SOHO China -- one of several developers replenishing land banks as the Chinese real estate market rebounds -- paid 2.45 billion yuan ($359 million) last month to acquire a prime Shanghai office building from Morgan Stanley (MS.N), its first venture outside China's capital.
"We are still in other talks. The direction has not changed," Pan Shiyi said at the Reuters China Investment Summit. The firm has no plans to raise additional funds, he said.
SOHO China is expanding to take advantage of property valuations that have fallen to attractive levels after a deep downturn since late 2007. Now prices in China are rising again and pushing developers to act more quickly.
China Vanke Co Ltd 000002.SZ, the country's No 2 property developer, announced on Thursday a plan to raise up to $1.6 billion by selling new shares to fund expansion in a property revival, joining rivals Gemdale Corp (600383.SS), China Merchants Property 000024.SZ and Poly Real Estate Group Co (600048.SS).
Pan said his firm had no need to issue bonds or additional shares to finance its acquisitions, as strong sales this year and credit lines from two Chinese banks gave it enough cash.

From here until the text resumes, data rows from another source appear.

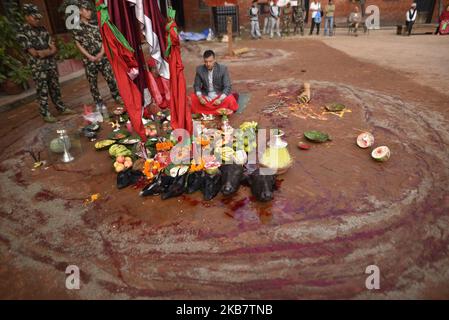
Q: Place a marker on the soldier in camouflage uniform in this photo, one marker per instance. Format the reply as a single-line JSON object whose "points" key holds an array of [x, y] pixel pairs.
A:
{"points": [[40, 50], [286, 19], [298, 18], [88, 40]]}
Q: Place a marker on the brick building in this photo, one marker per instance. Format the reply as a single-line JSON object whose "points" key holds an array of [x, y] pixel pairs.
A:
{"points": [[200, 14]]}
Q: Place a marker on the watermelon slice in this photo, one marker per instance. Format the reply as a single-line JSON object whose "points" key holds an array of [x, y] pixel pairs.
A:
{"points": [[381, 153], [365, 140]]}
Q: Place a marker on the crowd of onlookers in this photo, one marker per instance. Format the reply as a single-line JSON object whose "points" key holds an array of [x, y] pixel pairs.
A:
{"points": [[278, 20]]}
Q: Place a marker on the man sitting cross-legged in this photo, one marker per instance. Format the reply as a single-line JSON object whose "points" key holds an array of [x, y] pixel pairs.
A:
{"points": [[212, 87]]}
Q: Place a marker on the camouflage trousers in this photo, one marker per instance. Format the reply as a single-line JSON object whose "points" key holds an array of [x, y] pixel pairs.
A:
{"points": [[47, 83], [286, 25], [298, 26], [103, 66]]}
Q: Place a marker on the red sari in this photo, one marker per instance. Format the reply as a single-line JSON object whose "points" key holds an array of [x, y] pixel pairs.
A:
{"points": [[444, 23], [179, 113]]}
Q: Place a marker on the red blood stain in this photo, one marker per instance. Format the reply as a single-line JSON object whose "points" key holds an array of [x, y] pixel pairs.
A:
{"points": [[44, 195]]}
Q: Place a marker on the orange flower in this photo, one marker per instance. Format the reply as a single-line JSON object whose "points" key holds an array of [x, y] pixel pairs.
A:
{"points": [[147, 169], [197, 167]]}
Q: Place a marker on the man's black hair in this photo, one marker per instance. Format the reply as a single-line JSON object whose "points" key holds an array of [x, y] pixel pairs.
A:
{"points": [[208, 53]]}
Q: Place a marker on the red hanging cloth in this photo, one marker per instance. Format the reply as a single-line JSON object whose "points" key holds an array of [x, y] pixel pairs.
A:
{"points": [[122, 60]]}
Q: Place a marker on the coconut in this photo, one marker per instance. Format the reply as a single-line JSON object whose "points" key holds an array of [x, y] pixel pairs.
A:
{"points": [[240, 157], [381, 153], [365, 140], [57, 145]]}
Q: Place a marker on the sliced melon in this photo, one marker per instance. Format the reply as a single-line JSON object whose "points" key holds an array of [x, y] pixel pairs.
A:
{"points": [[365, 140], [103, 144]]}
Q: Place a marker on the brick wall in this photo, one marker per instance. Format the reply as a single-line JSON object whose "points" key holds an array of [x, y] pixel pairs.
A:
{"points": [[391, 12]]}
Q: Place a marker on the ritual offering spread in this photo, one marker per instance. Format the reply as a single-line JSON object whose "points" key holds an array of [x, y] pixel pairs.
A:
{"points": [[171, 169]]}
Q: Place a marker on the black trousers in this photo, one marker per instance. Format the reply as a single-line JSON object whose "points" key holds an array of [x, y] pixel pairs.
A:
{"points": [[409, 25], [313, 27]]}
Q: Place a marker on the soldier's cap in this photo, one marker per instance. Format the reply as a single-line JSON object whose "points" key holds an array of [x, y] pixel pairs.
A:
{"points": [[85, 4], [31, 9]]}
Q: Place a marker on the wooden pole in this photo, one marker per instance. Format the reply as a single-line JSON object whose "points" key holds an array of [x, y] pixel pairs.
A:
{"points": [[229, 29]]}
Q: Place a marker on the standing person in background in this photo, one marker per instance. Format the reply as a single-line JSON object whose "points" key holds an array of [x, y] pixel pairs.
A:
{"points": [[89, 43], [254, 18], [315, 8], [275, 13], [443, 26], [41, 50], [410, 18], [286, 19], [298, 18], [329, 18], [362, 7], [355, 19], [266, 18]]}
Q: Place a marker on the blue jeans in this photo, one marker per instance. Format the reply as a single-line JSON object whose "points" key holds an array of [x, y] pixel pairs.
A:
{"points": [[329, 22]]}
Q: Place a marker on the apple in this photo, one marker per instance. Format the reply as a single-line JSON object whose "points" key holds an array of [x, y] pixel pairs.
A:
{"points": [[119, 167]]}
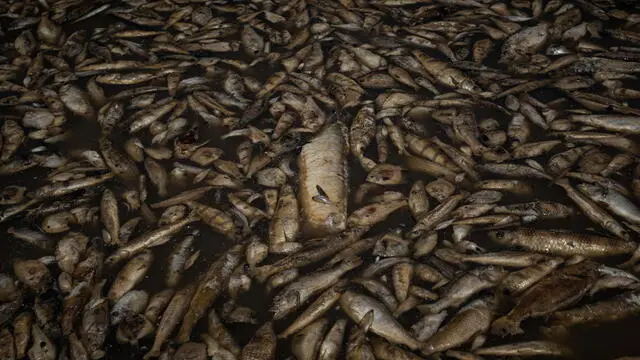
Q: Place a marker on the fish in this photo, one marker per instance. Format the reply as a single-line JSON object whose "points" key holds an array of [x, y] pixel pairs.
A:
{"points": [[322, 162], [356, 306]]}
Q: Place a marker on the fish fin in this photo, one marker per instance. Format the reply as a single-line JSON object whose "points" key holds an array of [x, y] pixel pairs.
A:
{"points": [[367, 321], [191, 260]]}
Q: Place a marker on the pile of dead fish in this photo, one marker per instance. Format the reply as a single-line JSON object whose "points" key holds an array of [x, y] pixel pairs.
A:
{"points": [[393, 179]]}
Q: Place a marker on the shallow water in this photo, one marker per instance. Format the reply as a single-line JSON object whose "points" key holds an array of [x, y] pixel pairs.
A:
{"points": [[598, 342]]}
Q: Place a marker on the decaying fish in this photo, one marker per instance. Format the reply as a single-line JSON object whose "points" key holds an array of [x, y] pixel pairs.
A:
{"points": [[322, 163], [338, 165]]}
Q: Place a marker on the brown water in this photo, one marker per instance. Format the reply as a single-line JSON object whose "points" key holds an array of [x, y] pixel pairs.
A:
{"points": [[598, 342]]}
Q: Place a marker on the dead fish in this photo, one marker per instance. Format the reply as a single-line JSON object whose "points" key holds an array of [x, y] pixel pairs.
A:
{"points": [[383, 324], [322, 162]]}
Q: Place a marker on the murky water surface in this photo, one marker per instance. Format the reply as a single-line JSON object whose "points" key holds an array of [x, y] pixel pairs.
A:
{"points": [[340, 29]]}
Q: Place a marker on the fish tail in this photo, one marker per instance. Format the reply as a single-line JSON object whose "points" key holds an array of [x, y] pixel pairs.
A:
{"points": [[505, 326]]}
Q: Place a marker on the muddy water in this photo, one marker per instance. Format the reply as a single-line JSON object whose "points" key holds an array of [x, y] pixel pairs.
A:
{"points": [[600, 342]]}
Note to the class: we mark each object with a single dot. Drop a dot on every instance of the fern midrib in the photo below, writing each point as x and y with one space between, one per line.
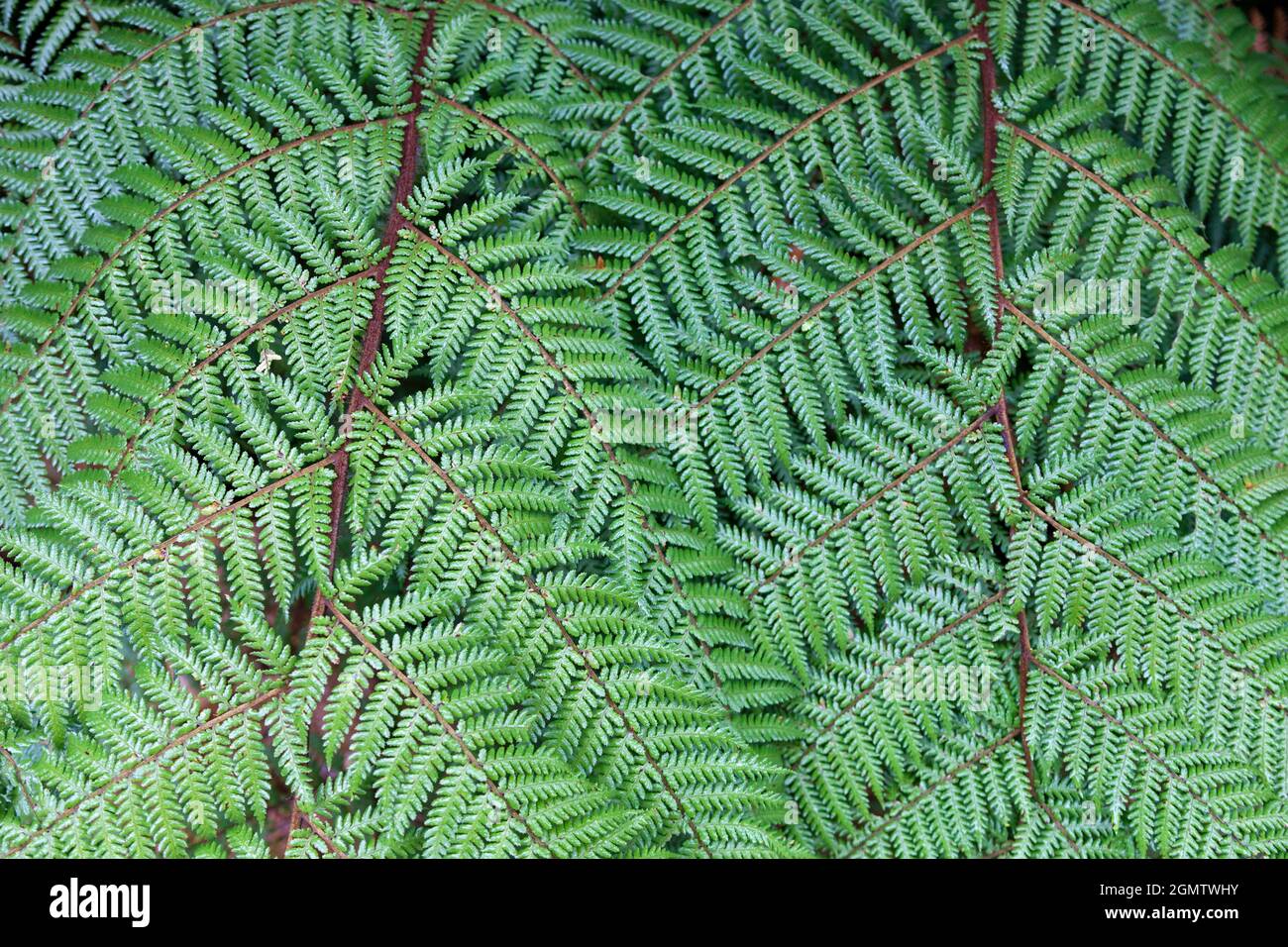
374 331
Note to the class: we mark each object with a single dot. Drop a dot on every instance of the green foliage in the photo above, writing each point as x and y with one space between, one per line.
618 428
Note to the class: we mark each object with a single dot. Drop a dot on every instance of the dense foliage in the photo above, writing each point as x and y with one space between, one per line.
642 427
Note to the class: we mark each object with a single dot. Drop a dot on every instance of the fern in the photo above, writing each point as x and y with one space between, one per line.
635 429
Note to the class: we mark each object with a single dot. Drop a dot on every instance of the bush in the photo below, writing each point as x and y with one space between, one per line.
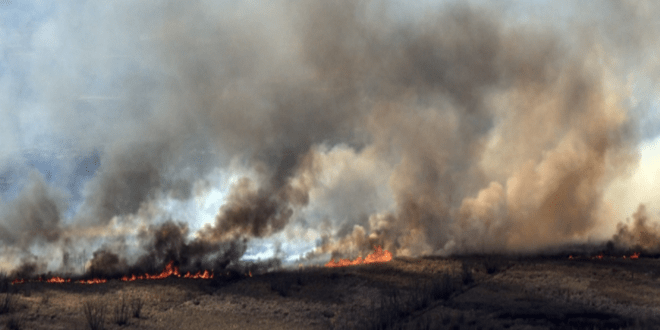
15 322
491 265
442 287
95 314
5 282
281 284
136 306
466 274
8 303
122 312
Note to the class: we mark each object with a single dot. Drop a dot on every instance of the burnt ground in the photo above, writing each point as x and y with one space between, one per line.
420 293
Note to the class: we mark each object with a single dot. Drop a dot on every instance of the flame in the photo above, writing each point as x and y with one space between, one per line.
600 256
170 270
58 280
93 281
205 275
379 255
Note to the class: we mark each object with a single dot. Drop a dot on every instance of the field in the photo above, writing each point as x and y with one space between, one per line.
420 293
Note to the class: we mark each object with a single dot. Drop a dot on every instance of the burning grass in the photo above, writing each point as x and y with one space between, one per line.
406 293
95 314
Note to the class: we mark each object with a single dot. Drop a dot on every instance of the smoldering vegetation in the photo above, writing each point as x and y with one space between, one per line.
454 133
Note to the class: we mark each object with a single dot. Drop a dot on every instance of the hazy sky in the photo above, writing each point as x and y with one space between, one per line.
79 79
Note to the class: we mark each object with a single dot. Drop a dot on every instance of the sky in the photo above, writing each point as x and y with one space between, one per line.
90 89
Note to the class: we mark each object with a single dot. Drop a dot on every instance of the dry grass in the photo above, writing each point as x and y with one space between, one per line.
136 307
121 312
16 322
94 311
8 303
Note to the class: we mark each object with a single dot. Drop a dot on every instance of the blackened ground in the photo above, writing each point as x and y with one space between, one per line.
406 293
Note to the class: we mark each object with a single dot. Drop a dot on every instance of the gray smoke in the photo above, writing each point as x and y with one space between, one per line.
456 132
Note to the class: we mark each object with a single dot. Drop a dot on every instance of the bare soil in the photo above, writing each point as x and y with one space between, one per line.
504 293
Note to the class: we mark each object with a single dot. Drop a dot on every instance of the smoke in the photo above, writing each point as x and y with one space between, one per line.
459 131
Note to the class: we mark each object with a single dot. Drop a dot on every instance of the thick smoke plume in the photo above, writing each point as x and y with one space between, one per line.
458 131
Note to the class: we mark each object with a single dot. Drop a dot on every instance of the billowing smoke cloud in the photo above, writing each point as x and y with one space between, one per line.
455 132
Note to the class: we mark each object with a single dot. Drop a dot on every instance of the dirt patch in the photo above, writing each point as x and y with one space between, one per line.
501 293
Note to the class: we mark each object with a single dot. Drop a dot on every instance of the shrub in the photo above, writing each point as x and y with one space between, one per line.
8 303
466 274
121 312
95 314
136 306
15 322
281 285
442 287
491 265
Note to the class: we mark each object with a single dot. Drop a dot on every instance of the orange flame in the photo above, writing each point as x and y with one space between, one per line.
93 281
58 280
379 255
205 275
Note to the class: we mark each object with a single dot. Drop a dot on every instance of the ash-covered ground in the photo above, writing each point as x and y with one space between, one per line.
475 292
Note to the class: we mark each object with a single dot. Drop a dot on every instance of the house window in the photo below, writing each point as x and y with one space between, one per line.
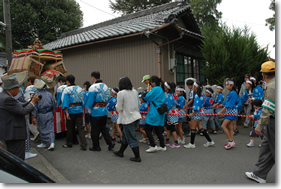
189 66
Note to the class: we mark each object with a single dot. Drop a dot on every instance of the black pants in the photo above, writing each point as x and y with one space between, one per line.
16 147
158 131
75 119
98 125
267 151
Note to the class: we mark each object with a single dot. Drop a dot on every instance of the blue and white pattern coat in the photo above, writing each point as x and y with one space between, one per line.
73 95
172 109
197 106
231 102
143 108
59 94
111 107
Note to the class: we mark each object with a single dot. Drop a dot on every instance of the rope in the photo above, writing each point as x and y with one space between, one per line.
204 114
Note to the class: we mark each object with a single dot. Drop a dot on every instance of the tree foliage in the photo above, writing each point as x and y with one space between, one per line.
205 12
271 21
43 19
131 6
231 53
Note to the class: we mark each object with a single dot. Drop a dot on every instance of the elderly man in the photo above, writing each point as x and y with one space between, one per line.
267 121
12 114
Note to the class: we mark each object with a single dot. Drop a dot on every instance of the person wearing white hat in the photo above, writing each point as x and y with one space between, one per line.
44 115
12 114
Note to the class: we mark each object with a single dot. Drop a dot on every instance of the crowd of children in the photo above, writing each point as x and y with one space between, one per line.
198 103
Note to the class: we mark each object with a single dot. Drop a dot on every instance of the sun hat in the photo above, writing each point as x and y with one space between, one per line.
50 77
39 84
15 80
268 66
146 77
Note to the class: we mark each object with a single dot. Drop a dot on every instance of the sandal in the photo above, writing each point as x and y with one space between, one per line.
66 146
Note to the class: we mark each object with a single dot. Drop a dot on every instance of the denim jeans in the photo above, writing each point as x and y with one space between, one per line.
217 120
129 134
205 121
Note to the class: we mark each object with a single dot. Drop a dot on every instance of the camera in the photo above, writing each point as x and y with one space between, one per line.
39 96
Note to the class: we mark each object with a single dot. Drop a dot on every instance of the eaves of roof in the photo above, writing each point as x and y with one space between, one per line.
129 25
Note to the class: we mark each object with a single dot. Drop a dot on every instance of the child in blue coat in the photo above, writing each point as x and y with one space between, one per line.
257 103
180 104
208 109
172 120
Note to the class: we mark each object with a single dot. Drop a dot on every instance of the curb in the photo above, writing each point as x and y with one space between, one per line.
42 164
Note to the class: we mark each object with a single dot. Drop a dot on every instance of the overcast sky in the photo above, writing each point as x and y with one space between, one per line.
236 13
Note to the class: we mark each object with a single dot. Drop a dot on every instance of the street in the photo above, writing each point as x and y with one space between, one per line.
212 165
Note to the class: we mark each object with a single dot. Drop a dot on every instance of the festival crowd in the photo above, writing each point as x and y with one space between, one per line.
158 113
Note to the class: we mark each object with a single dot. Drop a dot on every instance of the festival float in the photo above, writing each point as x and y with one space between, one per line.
43 64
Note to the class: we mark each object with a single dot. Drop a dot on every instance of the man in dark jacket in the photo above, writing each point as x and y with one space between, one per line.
12 114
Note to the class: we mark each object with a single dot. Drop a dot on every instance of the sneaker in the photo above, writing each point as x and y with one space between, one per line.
229 145
172 146
252 176
212 143
213 132
167 143
189 145
182 141
152 149
250 144
35 137
29 155
143 140
161 148
235 132
41 145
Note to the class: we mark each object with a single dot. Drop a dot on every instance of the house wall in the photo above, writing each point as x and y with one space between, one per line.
133 57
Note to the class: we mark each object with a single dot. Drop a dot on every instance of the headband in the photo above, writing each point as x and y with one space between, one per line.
168 86
208 91
180 89
230 82
252 78
250 82
112 90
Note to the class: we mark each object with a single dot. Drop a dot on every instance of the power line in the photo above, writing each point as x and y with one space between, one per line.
243 21
97 8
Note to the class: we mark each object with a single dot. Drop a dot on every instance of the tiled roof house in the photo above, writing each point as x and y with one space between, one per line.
162 41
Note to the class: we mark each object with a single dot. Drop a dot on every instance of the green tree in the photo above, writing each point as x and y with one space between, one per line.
205 12
131 6
231 53
43 19
271 21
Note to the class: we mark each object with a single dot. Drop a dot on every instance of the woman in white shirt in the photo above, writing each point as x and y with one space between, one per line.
129 116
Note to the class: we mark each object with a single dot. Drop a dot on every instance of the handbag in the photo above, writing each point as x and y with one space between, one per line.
162 109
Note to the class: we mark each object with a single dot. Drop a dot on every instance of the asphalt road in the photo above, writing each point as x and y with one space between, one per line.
212 165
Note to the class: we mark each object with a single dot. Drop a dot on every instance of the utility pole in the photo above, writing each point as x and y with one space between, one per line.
7 21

Earlier this year, Bank of China (3988.HK) and China Merchants Bank (3968.HK) each gave SOHO China 10 billion yuan loans at rates much cheaper than current financing costs, Pan said. He did not specify the interest rates.
That included, SOHO China has built up a war chest of $1.9 billion, Pan told Reuters in June.
The company's year-to-date sales reached over 7 billion yuan by Aug 25, exceeding its annual target for 2009.
"We have set a new target and are trying to reach it," Pan said, but declined to give further details.
Pan said he expected housing prices would continue to climb in Shanghai and Beijing, after beginning their rebound in March, but within a limited range.
"But I think the price has peaked in downtown Shanghai," Pan said.
A shortage of supply in major cities like Beijing and Shanghai drove down transactions in the past two months, supporting prices.